At Weave, we knew that how we stored data would have a big impact on everything we did, so we focused on it form the beginning. We weren’t always right, but we learned and made changes as we grew. This article covers the path we took to data storage, the trade-offs we made, and where we are today.
The first step Weave made in moving from a monolith to microservices was deciding how to store data. One of the main advantages of microservices is that they own the behavior for a set of actions, this isolation makes changes easy because other services are isolated from side effects. However, storing data is hard. Especially consistent, highly available, partitioned data, as the CAP theorem points out. So our first major decision was encapsulation of behavior and state inside the microservice vs. specialization and expertise of maintaining data in one service.
We decided that maintaining data correctly was more important than encapsulation, and built the DataService. The DataService wrapped the database with a REST API managing persistent data for every service. So assuming we were childish enough to name our services after Simpson’s characters, this is how our stack looked.
Initially, this worked great. We had a slight overhead of having to create both SQL queries in the DataService and REST calls in our services, but we built libraries to help which mitigated this cost. As we grew we discovered a lot of things about how to improve database performance, security and redundancy. Life was good, until we wanted to make changes to a service’s data structure.
Because each service had direct access to the data for every service, we developed a practice of extracting all data from the DataService directly opposed to asking the service that owned the data. For instance, if Mojo wanted to know about Elder Moleman’s cataract, instead of asking Elder Moleman, it just grabbed it from the DataService, creating the service communication pattern below.

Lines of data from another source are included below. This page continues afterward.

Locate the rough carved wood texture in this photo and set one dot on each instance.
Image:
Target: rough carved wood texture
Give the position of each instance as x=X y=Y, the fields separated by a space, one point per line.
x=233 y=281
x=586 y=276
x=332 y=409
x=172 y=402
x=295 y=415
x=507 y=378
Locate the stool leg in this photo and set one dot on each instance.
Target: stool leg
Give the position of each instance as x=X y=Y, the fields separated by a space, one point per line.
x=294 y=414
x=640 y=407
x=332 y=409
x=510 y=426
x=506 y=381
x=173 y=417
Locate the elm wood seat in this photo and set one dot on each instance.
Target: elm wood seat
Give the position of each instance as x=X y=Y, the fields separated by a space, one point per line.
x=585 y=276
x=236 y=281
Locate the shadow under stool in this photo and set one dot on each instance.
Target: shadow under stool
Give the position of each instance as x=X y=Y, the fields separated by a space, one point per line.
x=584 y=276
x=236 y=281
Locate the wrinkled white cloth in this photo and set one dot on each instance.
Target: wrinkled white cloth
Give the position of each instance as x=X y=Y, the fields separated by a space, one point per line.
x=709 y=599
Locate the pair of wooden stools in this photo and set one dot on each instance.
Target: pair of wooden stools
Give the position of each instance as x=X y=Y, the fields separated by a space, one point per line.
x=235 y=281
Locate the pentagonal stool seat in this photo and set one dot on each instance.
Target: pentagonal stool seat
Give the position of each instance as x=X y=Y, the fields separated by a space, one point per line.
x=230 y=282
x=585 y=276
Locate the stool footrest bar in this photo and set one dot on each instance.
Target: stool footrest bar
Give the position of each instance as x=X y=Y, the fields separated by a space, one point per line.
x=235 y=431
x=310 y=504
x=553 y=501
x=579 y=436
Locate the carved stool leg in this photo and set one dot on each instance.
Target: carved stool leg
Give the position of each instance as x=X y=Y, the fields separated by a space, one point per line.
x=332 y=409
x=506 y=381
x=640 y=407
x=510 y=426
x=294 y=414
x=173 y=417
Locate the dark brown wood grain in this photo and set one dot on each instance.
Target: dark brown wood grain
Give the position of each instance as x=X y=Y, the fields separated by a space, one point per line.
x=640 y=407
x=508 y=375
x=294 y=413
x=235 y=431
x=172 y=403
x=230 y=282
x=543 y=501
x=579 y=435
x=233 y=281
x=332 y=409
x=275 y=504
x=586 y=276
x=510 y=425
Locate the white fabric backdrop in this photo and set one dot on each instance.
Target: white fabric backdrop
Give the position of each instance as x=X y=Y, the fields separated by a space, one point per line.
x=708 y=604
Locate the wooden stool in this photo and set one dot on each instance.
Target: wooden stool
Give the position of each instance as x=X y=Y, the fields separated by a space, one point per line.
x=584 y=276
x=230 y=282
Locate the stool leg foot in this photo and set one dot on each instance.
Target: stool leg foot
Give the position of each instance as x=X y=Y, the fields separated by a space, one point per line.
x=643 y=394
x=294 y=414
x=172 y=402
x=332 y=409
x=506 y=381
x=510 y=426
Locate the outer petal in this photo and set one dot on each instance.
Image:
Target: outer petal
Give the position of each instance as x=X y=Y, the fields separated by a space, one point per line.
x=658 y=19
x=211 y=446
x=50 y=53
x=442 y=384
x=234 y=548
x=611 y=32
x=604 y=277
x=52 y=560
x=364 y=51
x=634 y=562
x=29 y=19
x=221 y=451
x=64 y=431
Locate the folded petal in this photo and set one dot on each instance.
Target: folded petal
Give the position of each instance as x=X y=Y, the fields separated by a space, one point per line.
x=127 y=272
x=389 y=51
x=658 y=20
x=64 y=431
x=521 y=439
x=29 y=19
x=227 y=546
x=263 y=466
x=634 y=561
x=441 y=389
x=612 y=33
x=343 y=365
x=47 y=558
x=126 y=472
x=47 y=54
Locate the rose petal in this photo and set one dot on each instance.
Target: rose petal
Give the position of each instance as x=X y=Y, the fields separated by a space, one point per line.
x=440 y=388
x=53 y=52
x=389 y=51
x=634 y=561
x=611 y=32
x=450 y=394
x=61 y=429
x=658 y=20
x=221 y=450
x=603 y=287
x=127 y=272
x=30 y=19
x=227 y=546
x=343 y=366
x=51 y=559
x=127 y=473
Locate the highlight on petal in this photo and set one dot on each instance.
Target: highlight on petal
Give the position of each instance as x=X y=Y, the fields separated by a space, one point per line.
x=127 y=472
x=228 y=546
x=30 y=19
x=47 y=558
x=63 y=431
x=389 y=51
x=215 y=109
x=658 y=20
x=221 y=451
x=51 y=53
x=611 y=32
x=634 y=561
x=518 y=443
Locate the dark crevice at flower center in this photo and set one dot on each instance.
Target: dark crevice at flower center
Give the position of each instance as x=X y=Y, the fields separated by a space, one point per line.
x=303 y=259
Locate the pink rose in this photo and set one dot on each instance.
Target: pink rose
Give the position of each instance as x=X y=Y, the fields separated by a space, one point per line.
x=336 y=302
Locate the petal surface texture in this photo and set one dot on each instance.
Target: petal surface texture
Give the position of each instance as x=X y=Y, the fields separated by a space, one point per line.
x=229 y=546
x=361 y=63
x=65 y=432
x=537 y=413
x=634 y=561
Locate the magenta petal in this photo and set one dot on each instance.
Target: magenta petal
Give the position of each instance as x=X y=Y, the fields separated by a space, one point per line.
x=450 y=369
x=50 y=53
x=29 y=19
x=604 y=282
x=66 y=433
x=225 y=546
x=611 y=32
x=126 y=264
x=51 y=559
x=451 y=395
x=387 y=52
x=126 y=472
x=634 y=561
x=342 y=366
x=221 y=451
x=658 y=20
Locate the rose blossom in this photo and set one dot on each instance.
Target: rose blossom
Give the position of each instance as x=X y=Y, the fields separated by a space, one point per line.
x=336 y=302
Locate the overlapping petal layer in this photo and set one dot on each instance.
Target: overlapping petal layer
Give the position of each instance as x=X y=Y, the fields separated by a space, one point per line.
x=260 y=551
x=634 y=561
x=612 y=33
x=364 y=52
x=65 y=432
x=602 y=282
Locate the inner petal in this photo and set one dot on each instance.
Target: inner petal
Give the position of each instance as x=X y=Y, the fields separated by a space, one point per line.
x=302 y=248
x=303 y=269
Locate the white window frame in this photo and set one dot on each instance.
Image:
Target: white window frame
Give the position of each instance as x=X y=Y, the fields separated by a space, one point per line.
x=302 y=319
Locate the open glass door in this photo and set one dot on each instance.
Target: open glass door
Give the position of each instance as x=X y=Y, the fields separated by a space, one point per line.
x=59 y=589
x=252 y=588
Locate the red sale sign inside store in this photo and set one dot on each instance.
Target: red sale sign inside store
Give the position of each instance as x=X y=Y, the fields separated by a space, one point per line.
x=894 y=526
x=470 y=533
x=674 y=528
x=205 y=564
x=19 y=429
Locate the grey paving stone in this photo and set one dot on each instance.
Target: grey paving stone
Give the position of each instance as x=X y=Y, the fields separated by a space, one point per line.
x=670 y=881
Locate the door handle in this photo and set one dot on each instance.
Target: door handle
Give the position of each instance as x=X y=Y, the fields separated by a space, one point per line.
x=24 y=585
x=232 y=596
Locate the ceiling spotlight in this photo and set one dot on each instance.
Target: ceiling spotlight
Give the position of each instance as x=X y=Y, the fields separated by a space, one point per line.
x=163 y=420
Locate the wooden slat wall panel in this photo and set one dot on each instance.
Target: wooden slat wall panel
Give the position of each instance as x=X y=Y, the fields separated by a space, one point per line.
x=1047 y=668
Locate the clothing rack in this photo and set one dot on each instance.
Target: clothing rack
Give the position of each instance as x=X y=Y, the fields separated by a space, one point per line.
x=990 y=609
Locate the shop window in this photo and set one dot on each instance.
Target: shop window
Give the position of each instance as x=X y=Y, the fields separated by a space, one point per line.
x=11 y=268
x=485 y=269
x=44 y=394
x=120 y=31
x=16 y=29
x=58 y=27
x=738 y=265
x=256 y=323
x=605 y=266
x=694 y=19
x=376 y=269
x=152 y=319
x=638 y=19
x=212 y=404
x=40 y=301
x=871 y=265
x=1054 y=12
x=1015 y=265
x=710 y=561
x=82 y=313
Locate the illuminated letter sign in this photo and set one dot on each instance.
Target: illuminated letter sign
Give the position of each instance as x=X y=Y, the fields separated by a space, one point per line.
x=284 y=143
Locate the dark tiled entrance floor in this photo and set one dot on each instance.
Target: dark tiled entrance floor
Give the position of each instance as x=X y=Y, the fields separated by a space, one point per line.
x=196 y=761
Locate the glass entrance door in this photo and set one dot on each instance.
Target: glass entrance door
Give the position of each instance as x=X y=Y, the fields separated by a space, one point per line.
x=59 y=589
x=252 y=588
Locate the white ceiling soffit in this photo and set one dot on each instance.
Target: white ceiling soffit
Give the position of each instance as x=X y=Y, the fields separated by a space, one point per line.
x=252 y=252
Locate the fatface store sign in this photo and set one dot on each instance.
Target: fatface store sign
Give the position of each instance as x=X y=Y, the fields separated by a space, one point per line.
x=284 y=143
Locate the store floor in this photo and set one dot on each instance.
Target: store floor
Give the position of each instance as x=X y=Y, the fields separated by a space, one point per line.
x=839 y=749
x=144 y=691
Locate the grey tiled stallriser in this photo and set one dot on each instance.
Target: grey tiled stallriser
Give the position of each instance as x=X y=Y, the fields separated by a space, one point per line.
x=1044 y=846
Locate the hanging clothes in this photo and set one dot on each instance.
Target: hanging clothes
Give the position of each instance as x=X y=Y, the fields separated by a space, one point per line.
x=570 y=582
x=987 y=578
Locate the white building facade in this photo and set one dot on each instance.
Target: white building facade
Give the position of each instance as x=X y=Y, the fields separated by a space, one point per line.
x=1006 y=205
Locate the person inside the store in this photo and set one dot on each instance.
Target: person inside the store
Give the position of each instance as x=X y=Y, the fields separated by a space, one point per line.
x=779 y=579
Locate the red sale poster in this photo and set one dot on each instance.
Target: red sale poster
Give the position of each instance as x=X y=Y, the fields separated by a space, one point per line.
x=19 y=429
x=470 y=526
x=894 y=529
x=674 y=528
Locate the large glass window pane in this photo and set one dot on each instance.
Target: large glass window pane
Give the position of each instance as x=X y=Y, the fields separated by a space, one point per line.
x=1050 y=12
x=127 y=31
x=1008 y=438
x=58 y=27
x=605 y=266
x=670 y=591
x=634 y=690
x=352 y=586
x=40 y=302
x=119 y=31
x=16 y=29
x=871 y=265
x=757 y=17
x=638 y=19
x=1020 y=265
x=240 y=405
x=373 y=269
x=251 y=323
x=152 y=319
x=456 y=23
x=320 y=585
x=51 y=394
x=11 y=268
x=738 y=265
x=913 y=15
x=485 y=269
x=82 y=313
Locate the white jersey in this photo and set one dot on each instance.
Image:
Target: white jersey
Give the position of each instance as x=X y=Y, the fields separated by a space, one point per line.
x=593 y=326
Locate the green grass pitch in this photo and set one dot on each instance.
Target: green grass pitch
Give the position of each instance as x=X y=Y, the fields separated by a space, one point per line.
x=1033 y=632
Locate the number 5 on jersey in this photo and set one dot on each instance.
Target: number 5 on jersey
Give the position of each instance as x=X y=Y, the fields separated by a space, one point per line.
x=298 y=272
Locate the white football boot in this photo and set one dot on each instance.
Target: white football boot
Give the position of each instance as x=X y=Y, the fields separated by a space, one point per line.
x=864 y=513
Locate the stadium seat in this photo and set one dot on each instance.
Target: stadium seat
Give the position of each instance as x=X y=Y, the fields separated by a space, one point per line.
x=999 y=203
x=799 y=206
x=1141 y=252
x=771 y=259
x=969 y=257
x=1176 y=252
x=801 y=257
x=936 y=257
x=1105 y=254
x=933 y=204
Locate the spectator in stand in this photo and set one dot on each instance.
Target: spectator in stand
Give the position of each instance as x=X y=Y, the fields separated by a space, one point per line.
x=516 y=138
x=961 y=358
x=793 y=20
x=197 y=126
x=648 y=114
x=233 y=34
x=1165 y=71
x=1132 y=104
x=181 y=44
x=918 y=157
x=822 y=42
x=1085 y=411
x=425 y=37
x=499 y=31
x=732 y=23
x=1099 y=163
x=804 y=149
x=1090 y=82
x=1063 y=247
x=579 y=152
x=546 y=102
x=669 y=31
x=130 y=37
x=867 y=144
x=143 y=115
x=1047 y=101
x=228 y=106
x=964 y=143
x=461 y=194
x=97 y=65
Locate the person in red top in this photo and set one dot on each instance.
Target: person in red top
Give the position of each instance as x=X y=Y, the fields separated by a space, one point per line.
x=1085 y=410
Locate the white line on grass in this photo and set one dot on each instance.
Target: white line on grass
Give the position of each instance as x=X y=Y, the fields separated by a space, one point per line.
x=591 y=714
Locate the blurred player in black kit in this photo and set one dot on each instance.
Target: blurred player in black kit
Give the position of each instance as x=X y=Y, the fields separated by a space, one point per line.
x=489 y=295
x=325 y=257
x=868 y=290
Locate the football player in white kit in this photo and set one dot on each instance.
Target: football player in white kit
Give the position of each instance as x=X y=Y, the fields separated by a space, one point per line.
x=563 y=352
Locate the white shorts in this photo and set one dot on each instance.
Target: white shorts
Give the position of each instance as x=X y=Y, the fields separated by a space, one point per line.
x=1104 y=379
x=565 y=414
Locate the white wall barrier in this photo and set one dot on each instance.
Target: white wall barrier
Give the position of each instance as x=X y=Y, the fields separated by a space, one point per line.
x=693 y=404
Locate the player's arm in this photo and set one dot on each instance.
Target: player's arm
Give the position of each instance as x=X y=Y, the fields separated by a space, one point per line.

In retrospect, it is obvious this would happen. All the services already had access to the data and building up the infrastructure to talk to other services was just extra work. Then one day Elder Moleman wanted to change how it stored data about its cataracts. That is when we realized the depth of our contamination and the paralyzing impact it had on making data storage changes. No service could make any changes to the underlying data without an upgrade path for all services that accessed its data. This led to upgrade dependancies between services that took ages to resolve. Mojo couldn’t update until Grimes updated, which couldn’t update until Furious George updated which couldn’t update until Mojo updated— deadlock.
To prevent this data access contamination Weave introduced API Keys. Each service was assigned a key and the DataService restricted access to tables based on the key provided with each request. This forced services to get all information for the service that owned it, resulting in the pattern below.
By partitioning the data and restricting access, we changed our habits and overtime removed the data contamination. Some changes were harder than others, particularly when data that could be added with a SQL join now required an external API call and merge, but in the end, those problems are way easier to deal with then the deadlock we had before.
Production using microservices with API keys and the DataService was amazing. For a long time I thought we had found the perfect solution. As Weave continued to grow we learned even more about database scaling and protection. Every service benefited from the learning by being connected to the DataService. But eventually this architecture developed its pain points as well.
Weave’s DataService had become a full scale monolith with all the troubles associated with them. It was a legacy code base with multiple ways to do similar things. It required a fair amount of tribal knowledge to work on it. Developers were scared to work on it because everything in the stack depended on it. It was difficult to scale horizontally. Malformed queries affected the performance of every service. I could go on and on. None of these issues was too dramatic, but together they slowed us down and drove us to find another solution.
Schemas + Connect Package:
Based on what we learned with the DataService, Weave decided to go back to our first decision of letting microservices manage their own data. Weave set up multiple database servers with a PostgreSQL schema for each service. Backups and other maintenance support is still restricted to a small number or servers, services can manage their data structures directly in a way that requires little tribal knowledge, performance is less coupled across services and Weave provides a consistent, safe, easy way to manage data. This allows us to create the communication structure below, while still benefiting from the expertise of a small team across all services.
Not all data is equal. Some data is more sensitive and has to comply with government and internal security standards. Weave uses a hybrid structure for all sensitive data. In cases where stored data must comply with these higher standards, the data is still managed through the DataService.
By choosing to start with a DataService model, Weave had an excellent proving ground to learn how to manage data. Using the information provided by our shared database package makes it easy for many teams to follow best practices without being shackled to one service. It would have been difficult to determine best practices and deliver a stable product with each team learning how to manage data independently. But now that Weave has this knowledge, the hybrid approach ensures that any sensitive data is properly maintained, while allowing individual teams the ability to choose whatever datastore fits their needs, and move fast.